Is there a Java equivalent of GetCompressedFileSiz

2019-02-27 04:07发布

问题:

I am looking to get accurate (i.e. the real size on disk and not the normal size that includes all the 0's) measurements of sparse files in Java.

In C++ on Windows one would use GetCompressedFileSize. I have yet to come across how one would go about doing that in Java?

If there isn't a direct equivalent, how would I go about measuring the data within a sparse file, as opposed to the size including all of the zeros?

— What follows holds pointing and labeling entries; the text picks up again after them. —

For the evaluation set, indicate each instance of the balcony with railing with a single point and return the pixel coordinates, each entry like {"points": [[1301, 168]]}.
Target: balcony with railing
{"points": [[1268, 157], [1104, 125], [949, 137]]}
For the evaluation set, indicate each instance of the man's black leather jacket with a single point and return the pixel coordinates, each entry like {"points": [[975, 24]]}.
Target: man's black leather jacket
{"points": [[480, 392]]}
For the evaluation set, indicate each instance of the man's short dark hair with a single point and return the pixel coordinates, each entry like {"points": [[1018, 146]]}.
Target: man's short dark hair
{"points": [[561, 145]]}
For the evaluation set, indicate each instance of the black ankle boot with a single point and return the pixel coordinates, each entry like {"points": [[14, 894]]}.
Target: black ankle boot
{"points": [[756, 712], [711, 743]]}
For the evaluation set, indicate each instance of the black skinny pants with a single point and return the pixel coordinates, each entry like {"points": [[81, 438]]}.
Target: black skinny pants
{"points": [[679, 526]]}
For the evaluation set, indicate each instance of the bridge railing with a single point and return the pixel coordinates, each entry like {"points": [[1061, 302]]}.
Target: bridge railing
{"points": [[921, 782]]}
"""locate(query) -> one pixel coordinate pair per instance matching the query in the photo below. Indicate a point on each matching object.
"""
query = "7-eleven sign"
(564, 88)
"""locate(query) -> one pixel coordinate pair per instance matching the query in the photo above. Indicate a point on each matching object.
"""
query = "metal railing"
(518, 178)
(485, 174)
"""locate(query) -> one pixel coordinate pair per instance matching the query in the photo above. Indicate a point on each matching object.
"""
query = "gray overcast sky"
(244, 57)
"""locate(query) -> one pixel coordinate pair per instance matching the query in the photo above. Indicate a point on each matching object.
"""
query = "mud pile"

For clarification, I am look for this to run the spare file measurements on both on Linux OS as well as Windows, however I don't mind coding two separate applications!

回答1:

If you are doing it on Windows alone, you can write it with Java Native Interface

class NativeInterface{
   public static native long GetCompressedFileSize(String filename);
}

and in C/C++ file:

extern "C"
JNIEXPORT jlong JNICALL Java_NativeInterface_GetCompressedFileSize
  (JNIEnv *env, jobject obj, jstring javaString)
{
    const char *nativeString = env->GetStringUTFChars(javaString, 0);

    char buffer[512];
    strcpy(buffer, nativeString);
    env->ReleaseStringUTFChars(javaString, nativeString);
    return (jlong) GetCompressedFileSize(buffer, NULL);
}


回答2:

If you want a pure Java solution you can try jnr-posix. Here's an example implementation

import jnr.posix.*;

final POSIX p = POSIXFactory.getPOSIX();
final int S_BLKSIZE = 512; // from sys/stat.h
final FileStat stat = p.stat("/path/to/file");
final long bytes = stat.blocks() * S_BLKSIZE;

However currently the function won't work for Windows. Until that's fixed you have to use platform-specific code like below

  • On Linux use the stat64 system call

    The st_blocks field indicates the number of blocks allocated to the file, 512-byte units. (This may be smaller than st_size/512 when the file has holes.)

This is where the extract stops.